Although the INR has improved standardization, it is still limited by variations in reagents, instrumentation, and detection methods. Identical samples tested in different PT assays do not give the same results even after conversion to INR. These imperfections reflect differences in PT reagents or techniques used to perform the test. Perhaps the most important study to bring this discrepancy to the attention of physicians in North America was the prospective study of patients with venous thrombosis by Hull and coworkers, showing that patients managed in a similar therapeutic range by PT ratio (but different by INR), using sensitive and insensitive reagent, actually represented a degree of over anticoagulation in the "insensitive" group, leading to a higher rate of hemorrhagic complications (1). These studies and others support the adoption of the INR system of reporting and the use of more sensitive thromboplastins.

Thromboplastin reagents whether recombinant or derived from a natural source vary widely with regard to their responsiveness or sensitivity. The sensitivity of a thromboplastin indicates it’s strength, and a stronger thromboplastin will result in a faster (or shorter) prothrombin. Therefore as the sensitivity index of the reagent increases, the responsiveness is lessened. A thromboplastin with a high ISI (2.0 or higher) is considered a less sensitive, less responsive reagent. A small change in the PT result is magnified in the INR since the ratio is raised to the power of the ISI. A lower ISI (around 1.0) allows for a wider range of PT values and changes or differences in instrumentation systems are less magnified in the INR. Therefore, the precision of the INR is improved. This allows a physician to fine tune warfarin dosage for patients. An additional argument in support of a sensitive thromboplastin is the greater ease of evaluating liver patients. The effects of liver disease are much more easily detected with sensitive low ISI thromboplastins.

In addition to being influenced by the choice of thromboplastin, the INR is sensitive to the instrument utilized in the performance of the prothrombin time. Many commercial vendors provide ISI’s for their reagents in combination with the most widely used instruments. However, it is the responsibility of the laboratory to validate its prothrombin times adequately.

A recent study reported that the INR can be affected by the concentration of citrate anticoagulant (2). It was noted that low ISI thromboplastins yield higher INR values when samples were collected in 3.8% citrate. This type of variation was not seen with less sensitive (high ISI) reagents. To eliminate these variations The National Committee for Clinical Laboratory Standards and the International Society for Thrombosis and Hemostasis recommend that 3.2% citrate be used for specimen collection.
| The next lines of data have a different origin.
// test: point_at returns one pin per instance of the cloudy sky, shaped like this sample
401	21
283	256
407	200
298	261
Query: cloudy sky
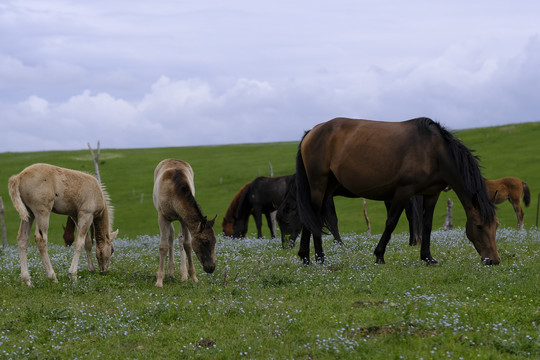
181	73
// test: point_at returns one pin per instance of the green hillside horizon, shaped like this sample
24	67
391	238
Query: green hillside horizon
220	171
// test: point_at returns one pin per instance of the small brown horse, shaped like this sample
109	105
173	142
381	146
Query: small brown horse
391	161
511	189
228	220
262	196
41	189
174	199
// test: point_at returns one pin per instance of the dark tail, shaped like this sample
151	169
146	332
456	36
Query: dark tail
526	194
308	217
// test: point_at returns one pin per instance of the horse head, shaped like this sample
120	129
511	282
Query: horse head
227	226
104	251
482	234
204	243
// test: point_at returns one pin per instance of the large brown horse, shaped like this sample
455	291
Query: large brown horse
41	189
174	199
391	161
511	189
228	220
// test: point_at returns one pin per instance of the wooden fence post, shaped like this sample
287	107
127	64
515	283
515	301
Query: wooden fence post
95	159
3	223
449	222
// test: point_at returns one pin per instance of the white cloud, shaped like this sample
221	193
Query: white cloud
138	75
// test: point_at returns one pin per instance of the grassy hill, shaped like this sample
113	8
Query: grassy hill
220	171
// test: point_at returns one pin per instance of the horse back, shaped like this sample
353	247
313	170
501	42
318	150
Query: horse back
171	178
60	190
372	158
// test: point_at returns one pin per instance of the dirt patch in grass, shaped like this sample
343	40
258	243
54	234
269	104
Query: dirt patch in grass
380	330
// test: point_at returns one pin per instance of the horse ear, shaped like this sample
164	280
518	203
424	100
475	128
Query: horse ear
475	201
211	222
202	225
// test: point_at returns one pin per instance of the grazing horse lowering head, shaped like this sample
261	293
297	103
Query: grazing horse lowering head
481	233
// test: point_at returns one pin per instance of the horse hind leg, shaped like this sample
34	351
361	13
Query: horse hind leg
40	236
88	249
83	226
166	234
519	213
23	239
187	254
393	214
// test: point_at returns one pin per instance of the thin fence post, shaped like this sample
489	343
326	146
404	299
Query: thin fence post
368	223
449	222
273	213
95	159
3	223
537	209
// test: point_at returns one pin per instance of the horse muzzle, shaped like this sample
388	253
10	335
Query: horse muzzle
209	268
488	261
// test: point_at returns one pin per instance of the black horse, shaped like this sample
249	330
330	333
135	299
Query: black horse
262	196
289	220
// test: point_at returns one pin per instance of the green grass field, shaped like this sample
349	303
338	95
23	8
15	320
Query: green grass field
261	302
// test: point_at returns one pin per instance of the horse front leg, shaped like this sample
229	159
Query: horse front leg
40	235
393	213
427	224
303	251
519	214
317	245
88	248
333	220
257	216
83	226
270	223
187	254
166	230
23	238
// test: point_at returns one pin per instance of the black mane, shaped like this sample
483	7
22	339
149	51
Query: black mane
467	165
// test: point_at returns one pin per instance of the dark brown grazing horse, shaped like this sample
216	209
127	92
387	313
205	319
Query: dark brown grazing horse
511	189
263	196
289	220
228	220
391	161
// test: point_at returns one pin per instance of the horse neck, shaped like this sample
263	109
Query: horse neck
190	212
102	224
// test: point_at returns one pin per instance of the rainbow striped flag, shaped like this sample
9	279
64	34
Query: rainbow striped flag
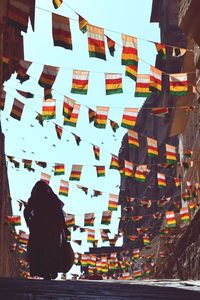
133	140
49	109
178	84
80	82
100	171
101	117
48	76
76	172
17	109
89	219
113	83
152	147
61	31
59	169
129	118
155	80
142	88
113	202
72	121
161	180
129	51
64	188
96	44
170	153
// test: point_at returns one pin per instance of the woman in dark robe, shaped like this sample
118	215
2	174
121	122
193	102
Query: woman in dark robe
45	219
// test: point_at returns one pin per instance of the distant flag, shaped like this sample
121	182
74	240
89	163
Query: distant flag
17	109
82	24
96	44
80	82
111	45
76	172
22	70
113	83
61	31
59	131
142	88
129	118
45	177
155	80
101	117
64	188
178	84
49	109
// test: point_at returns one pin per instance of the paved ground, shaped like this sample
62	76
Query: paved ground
19	289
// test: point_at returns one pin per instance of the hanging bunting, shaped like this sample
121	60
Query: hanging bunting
113	202
80	82
129	51
61	31
113	83
59	131
45	177
17	109
155	80
82	24
72	121
64	188
178	85
101	117
129	118
49	109
22	70
152	147
142	88
133	140
89	219
48	76
111	45
76	172
96	151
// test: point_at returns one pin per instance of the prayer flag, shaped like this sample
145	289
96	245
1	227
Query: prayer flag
61	31
96	44
80	82
113	83
17	109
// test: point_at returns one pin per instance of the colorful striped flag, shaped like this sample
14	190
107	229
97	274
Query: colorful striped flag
80	82
59	169
76	172
129	118
96	44
106	217
61	31
170	218
101	117
72	121
113	202
129	51
155	80
89	219
152	147
142	88
113	83
22	70
64	188
178	85
100	171
161	180
17	109
133	140
170	153
49	109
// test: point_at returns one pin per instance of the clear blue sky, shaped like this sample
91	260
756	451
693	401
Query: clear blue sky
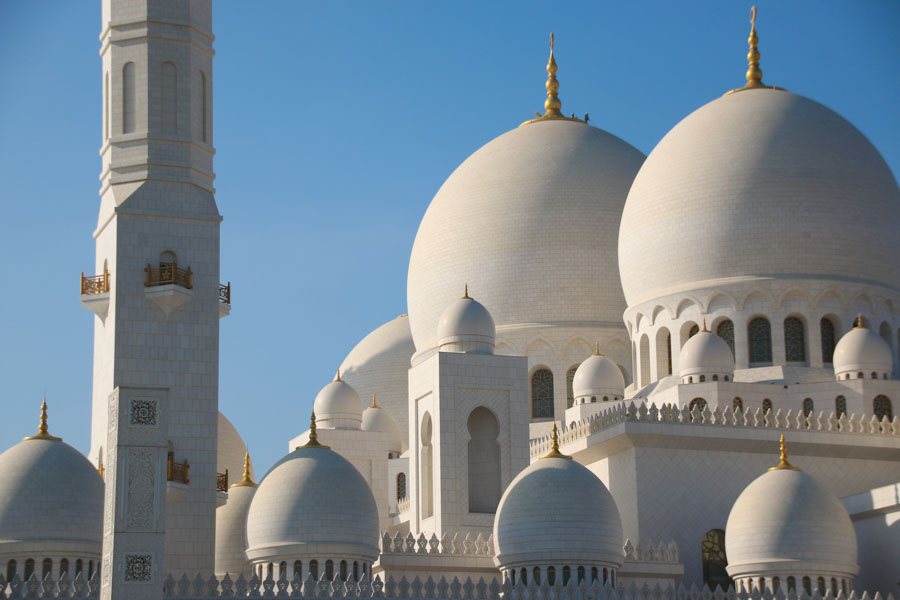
335	123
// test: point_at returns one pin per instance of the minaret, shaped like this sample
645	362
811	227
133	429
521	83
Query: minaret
156	293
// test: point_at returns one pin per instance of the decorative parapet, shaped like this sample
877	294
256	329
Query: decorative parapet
720	417
458	545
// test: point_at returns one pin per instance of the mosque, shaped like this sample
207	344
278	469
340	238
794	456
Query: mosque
580	398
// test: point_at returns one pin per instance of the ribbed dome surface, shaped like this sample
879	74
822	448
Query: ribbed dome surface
313	496
760	183
530	530
530	222
786	516
50	492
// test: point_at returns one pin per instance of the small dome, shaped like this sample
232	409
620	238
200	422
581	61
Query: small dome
861	350
375	418
338	406
466	326
49	492
706	353
598	376
529	530
787	522
313	503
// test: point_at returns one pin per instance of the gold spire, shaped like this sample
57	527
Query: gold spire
783	463
754	73
247	481
554	446
313	437
43	433
552	105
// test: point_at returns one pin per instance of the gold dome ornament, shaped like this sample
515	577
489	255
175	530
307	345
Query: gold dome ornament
754	73
553	105
43	433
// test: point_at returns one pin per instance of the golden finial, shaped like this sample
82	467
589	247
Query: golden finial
313	437
754	73
783	463
554	445
552	105
43	433
247	481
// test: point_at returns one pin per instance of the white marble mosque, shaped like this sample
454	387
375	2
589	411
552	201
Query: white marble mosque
550	420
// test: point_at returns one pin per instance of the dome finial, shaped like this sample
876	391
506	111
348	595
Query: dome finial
43	432
783	463
554	445
247	481
313	436
552	105
754	73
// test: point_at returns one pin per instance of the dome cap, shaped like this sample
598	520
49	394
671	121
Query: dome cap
466	326
338	405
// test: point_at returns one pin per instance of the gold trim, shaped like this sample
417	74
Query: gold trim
554	446
247	481
43	432
783	463
553	105
754	73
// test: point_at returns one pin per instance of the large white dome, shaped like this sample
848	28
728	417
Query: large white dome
379	364
530	222
760	183
49	492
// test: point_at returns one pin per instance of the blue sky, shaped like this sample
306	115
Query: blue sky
334	124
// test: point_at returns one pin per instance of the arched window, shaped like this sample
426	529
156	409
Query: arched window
712	552
542	394
484	461
570	392
168	92
882	409
808	407
725	330
840	406
759	336
128	93
826	330
794	340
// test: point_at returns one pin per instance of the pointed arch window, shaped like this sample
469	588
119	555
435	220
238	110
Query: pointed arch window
542	394
794	340
759	334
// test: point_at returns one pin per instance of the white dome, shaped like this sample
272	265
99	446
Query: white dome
586	529
786	522
598	376
862	350
230	452
466	326
706	353
50	493
379	364
338	406
375	418
777	185
313	503
530	222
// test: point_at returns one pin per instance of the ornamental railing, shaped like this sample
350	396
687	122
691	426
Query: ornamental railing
168	274
177	472
222	481
95	284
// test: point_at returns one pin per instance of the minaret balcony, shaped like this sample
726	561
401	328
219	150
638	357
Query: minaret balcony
95	293
168	286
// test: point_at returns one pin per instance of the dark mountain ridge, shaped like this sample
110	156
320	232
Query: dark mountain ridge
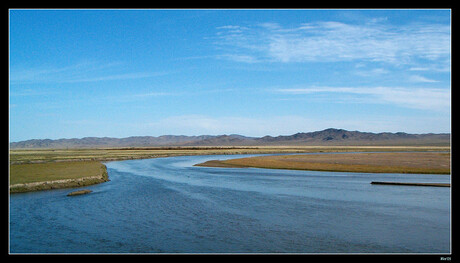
327	137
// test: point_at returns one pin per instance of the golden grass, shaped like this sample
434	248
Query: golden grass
395	162
41	172
109	154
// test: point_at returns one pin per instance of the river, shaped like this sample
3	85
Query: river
167	205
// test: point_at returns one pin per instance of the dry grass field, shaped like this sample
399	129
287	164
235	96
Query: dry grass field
38	172
388	162
48	165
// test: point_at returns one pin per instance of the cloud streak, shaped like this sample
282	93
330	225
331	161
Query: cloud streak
75	73
416	98
331	41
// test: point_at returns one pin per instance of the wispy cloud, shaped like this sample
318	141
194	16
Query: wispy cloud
417	98
78	72
332	41
418	78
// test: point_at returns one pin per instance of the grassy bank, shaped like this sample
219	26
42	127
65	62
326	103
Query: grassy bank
40	169
53	175
394	162
111	154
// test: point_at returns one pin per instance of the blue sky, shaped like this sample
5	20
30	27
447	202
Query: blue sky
120	73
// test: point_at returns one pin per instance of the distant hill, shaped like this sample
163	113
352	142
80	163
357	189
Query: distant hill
325	137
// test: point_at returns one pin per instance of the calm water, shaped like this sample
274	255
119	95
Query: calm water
166	205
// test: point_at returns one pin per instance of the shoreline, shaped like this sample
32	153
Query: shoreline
408	163
31	157
60	184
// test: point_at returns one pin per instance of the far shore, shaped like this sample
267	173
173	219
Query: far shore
394	162
44	169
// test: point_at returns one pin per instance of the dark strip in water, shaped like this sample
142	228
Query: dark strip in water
414	184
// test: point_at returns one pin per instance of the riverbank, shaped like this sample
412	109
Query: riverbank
46	176
43	169
395	162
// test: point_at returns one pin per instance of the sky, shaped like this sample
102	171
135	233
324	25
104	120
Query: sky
256	72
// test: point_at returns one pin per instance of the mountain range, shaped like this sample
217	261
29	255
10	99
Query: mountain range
327	137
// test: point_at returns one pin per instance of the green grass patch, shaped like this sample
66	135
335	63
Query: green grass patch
41	172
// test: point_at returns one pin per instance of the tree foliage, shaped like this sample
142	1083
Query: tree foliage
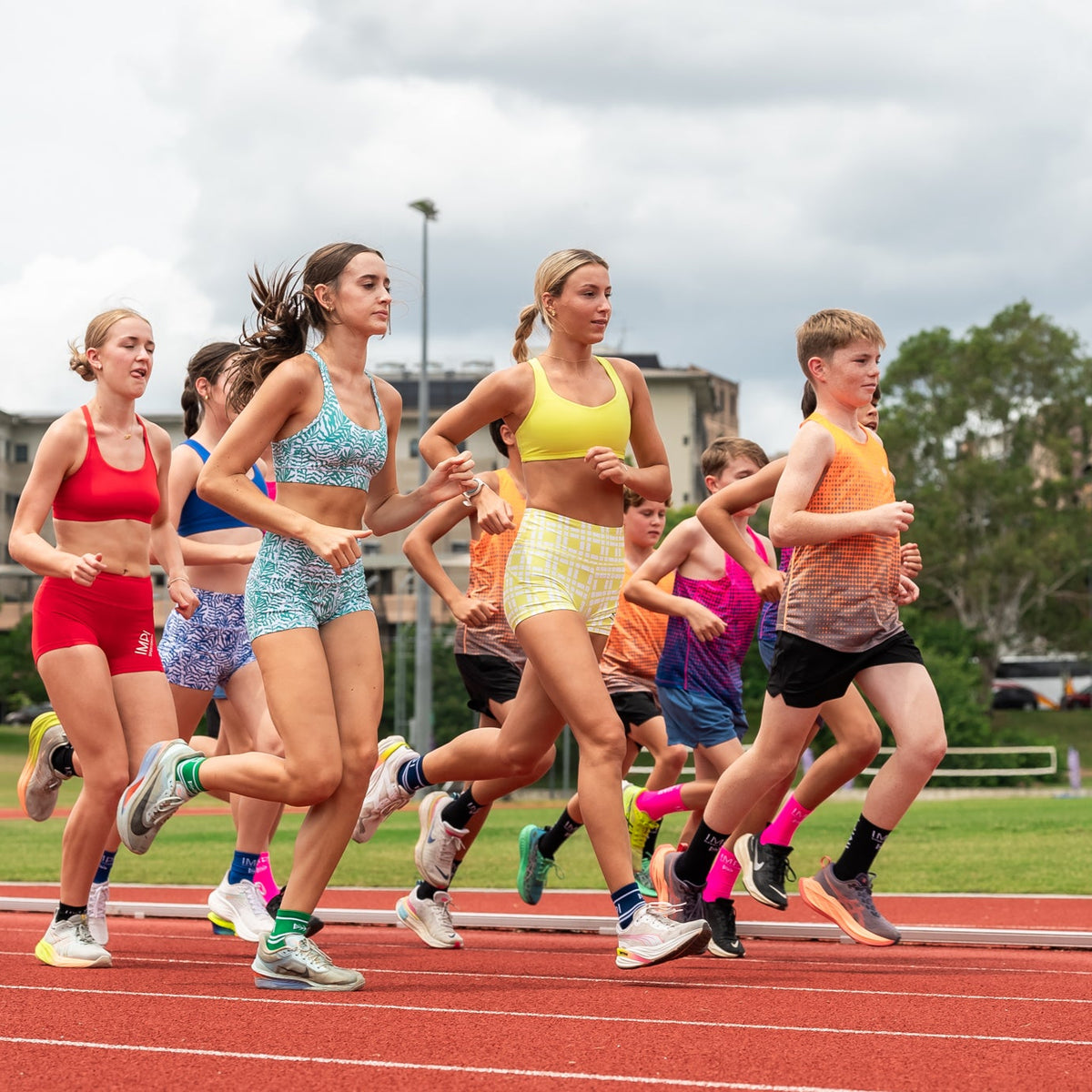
988	435
20	683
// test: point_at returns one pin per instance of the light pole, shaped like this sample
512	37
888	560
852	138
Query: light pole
420	733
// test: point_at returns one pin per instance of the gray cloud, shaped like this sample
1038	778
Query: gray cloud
740	167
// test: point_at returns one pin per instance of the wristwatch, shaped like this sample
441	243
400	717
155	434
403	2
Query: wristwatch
469	495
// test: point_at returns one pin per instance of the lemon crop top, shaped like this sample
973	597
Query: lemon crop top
557	429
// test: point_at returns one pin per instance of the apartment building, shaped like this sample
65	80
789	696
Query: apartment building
693	407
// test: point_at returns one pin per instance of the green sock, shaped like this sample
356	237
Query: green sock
187	774
288	923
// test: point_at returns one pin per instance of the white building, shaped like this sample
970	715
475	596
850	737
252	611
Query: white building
693	408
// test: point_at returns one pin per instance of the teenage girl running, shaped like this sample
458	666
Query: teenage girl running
333	429
573	415
212	649
103	470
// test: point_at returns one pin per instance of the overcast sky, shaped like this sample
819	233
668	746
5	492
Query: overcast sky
740	167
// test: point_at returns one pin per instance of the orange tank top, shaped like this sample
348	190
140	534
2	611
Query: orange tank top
632	653
489	560
842	593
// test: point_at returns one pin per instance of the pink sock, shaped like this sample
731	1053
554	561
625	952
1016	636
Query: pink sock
662	802
780	833
263	878
722	876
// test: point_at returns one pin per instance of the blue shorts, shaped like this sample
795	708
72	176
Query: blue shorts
289	587
698	716
207	650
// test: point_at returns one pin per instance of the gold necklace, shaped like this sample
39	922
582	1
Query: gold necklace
125	436
554	356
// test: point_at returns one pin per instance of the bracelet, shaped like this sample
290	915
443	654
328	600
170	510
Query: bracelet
470	494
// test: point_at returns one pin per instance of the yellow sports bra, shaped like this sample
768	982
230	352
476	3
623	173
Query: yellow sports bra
557	429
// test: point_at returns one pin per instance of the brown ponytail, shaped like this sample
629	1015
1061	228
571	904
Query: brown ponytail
288	311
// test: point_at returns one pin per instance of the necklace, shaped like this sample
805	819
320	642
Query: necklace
125	436
554	356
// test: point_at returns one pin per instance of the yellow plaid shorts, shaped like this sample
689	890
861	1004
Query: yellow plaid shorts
560	563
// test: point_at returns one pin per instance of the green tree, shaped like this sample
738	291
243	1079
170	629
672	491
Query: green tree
20	683
988	436
450	714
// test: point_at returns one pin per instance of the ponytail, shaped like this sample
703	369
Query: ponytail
527	323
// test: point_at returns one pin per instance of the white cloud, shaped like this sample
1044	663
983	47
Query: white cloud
738	165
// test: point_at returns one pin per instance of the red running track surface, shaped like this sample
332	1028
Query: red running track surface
549	1010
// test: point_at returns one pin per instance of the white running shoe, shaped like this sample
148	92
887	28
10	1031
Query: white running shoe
239	907
385	793
70	944
300	965
440	842
154	796
38	782
97	899
430	918
653	938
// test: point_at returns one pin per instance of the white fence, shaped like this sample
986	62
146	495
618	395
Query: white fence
1048	765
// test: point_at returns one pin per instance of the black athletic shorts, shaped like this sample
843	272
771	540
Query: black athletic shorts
807	674
634	708
489	678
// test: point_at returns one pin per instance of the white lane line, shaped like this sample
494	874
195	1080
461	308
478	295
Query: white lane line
658	1022
569	981
672	1082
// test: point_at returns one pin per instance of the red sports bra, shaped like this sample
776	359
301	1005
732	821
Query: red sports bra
98	491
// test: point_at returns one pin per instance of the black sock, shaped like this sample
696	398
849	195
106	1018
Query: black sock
61	760
565	828
693	866
458	813
425	890
860	852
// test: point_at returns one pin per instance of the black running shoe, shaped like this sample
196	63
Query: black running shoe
763	868
315	925
721	915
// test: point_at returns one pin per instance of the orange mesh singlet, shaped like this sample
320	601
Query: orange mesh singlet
629	661
489	558
842	593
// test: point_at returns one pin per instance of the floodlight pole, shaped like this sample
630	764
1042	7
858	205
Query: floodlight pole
420	733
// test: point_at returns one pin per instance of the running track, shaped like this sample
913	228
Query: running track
538	1010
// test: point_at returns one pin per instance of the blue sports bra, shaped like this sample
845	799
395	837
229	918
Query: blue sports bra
332	450
197	514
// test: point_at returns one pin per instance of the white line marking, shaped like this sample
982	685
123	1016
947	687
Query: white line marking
672	1082
440	1010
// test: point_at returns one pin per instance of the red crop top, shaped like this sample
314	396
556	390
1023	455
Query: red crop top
98	491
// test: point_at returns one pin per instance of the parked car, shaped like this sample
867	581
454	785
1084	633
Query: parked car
1082	699
27	713
1010	696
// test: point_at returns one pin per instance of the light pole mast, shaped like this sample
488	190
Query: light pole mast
420	735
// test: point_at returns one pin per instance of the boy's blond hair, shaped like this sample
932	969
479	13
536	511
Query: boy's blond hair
834	329
631	498
724	449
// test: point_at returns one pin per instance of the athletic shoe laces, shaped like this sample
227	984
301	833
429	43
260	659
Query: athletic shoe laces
314	956
163	808
778	855
863	887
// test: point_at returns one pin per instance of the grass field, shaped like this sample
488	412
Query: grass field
986	844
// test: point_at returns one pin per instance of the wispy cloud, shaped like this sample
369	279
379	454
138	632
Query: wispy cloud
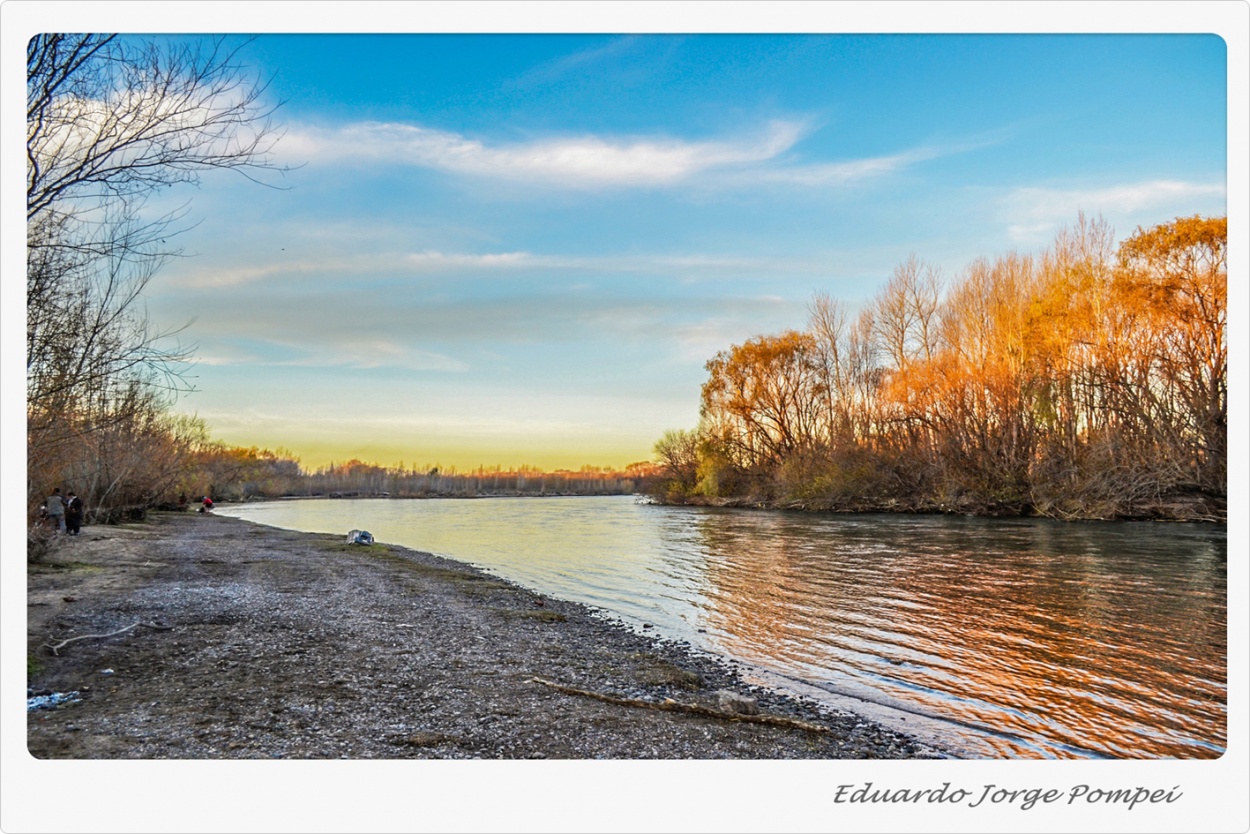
579	61
568	161
1035	211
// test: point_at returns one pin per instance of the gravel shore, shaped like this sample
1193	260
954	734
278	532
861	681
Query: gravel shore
201	637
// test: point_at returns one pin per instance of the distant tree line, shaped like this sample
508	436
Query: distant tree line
1088	381
110	123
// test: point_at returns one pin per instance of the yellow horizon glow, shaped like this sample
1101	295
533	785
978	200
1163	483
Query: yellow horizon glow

While the INR reporting format improves the management of anticoagulated patients, the INR is inappropriate in three subsets of patients. First it is designated for patients who are stabilized on oral anticoagulant therapy and is not appropriate for those patients who have recently begun their treatment. Second, patients with liver disease should not be monitored by the INR since they frequently lack circulating factors. Lastly, patients who are being routinely screened for clotting factor deficiencies should not be evaluated with the INR.

Clinicians should use the INR in making therapeutic decisions regarding oral anticoagulants (3). Despite the fact that using sensitive thromboplastins for routine screening will increase the frequency of finding modest abnormalities among patients not on anticoagulants, tremendous benefits will be achieved in management of patients on oral anticoagulants.